# substrate worms



## HD Blazingwolf (May 12, 2011)

ok so overfeeding and such can cause them. even if you dont over feed, if some food makes it down there you get them... you dont ever see them unless u disturb the substrate..

I WANNA KNOW HOW THEY GET THERE!!! 
dry flake food isn't an option.. how would they survive a VERY dry processed environment

frozen brine shrimp and blood worms.... well... they are frozen the shrimp and bloodworms died in the process what about these little boogers.. i want to know

i pick up my hardscape and they came floating out... im not scare, my tetras ate them like they were candy... i just wanna know how


----------



## kamikazi (Sep 3, 2010)

agreed where do they come from


----------



## PinoyBoy (Mar 14, 2008)

Probably hitch hiked with the plants and/or the inhabitants? Would be my only guess.


----------



## HD Blazingwolf (May 12, 2011)

i'd LOVE to know how that one happened... my tank got NUKED by my son cranking the c02. i neglected it and algae and all sorts of other stuff grew and when it did all the plant mass got dipped in bleach, and the tank got a 500ml dose of excel to kill everything left.

so they would def have to hitchhike my fishies,, even then though. i've never noticed them in my lfs tanks, and i frequent there enough to see and help with water changes.
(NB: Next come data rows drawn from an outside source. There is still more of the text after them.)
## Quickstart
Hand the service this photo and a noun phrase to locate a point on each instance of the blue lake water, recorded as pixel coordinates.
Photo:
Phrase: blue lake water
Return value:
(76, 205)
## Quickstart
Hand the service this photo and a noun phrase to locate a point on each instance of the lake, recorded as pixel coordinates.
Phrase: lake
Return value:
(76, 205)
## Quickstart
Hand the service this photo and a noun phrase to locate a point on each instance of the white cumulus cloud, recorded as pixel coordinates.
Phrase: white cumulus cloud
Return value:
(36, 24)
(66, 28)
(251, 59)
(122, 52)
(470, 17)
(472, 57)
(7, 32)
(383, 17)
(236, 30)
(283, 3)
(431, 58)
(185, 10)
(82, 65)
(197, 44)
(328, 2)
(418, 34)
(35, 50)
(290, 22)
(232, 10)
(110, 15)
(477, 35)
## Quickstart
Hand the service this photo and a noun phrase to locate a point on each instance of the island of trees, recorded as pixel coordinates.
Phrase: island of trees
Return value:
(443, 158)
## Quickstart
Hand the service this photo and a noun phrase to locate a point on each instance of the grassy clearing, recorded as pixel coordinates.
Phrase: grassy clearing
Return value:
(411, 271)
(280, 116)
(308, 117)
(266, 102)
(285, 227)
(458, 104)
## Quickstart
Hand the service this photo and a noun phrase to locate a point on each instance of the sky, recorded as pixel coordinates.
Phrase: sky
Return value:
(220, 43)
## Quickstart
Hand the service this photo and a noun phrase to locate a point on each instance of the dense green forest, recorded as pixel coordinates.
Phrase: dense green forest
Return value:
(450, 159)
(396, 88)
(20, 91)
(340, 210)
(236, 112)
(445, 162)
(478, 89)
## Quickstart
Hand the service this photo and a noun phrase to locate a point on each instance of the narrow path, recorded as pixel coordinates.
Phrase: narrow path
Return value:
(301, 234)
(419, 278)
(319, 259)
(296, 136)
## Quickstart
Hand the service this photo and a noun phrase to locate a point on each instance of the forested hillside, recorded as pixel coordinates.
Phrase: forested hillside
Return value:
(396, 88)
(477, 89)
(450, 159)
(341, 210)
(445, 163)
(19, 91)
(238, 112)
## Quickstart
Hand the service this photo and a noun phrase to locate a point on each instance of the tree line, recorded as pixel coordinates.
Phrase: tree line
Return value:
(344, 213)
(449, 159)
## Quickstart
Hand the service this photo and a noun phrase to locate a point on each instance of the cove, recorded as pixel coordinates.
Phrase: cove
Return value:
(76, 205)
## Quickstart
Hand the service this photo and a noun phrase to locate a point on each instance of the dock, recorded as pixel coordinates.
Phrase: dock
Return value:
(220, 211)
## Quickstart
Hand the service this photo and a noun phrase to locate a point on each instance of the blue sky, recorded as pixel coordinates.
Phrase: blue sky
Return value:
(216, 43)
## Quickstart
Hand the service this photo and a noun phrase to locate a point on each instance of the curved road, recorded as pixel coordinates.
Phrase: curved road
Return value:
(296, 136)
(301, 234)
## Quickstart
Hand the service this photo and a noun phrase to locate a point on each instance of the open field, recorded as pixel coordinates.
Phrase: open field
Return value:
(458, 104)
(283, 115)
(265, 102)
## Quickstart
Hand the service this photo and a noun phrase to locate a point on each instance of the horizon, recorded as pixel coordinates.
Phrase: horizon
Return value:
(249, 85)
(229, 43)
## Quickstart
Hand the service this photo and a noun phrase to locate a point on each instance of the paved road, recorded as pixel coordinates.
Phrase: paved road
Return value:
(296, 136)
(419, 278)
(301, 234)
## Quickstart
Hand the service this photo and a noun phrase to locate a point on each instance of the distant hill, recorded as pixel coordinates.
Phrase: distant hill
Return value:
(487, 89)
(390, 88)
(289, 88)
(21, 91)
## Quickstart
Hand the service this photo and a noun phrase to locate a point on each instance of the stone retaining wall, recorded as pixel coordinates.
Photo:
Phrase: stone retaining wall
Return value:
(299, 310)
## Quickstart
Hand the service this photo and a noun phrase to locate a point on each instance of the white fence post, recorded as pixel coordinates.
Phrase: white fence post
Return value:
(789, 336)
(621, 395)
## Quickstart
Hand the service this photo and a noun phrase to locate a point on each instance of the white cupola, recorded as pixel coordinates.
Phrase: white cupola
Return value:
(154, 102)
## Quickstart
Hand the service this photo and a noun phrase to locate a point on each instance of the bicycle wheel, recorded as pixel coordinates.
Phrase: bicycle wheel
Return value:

so im not saying its not possible, but im curious if there is other ways


----------



## RandomMan (May 31, 2011)

My guess is the eggs or larvae can go into a cyst state that can survive food processing.


----------



## mordalphus (Jun 23, 2010)

Yep, they form cysts, and can be present in plants, rocks, driftwood, etc. Pretty much anything. Much like copepods.


----------



## HD Blazingwolf (May 12, 2011)

well that's good to know! so basically we all have them. kinda like algae spores.. they're everywhere!


----------



## audioaficionado (Apr 19, 2011)

Free live food!

I used to have substrate worms too. They all died off when my entire tank sat anaerobic for 15 years.


----------



## doncityz (May 17, 2011)

I used to have those detritus worms. it has something like a needle at his head. doing the S movement swim. my danios love them. now i don't see them anymore. i put some anti parasite liquid in my tank a while back... and hundreds appear out of nowhere! my fish ate all of them.

i do see some worms sometimes. but not as abundant anymore. so far my tank has been free of visible worms for a while now.


----------



## flip9 (Jun 16, 2011)

i wish i had these worms... save $$$ lol


----------



## chiefroastbeef (Feb 14, 2011)

I once forgot to turn my canister filter back on after a water change, it was left off for 9 or so hours. After I came back and finally turned it back on, a lot of White worms came flying out of the output nozzle. The fish went crazy hunting for them.


----------



## HD Blazingwolf (May 12, 2011)

I dont have a lot of them just uprooted a few when i pulled out my hardscape.. flips ill gladly ship u some of my substrate. U can start ur own colony hahaha!


----------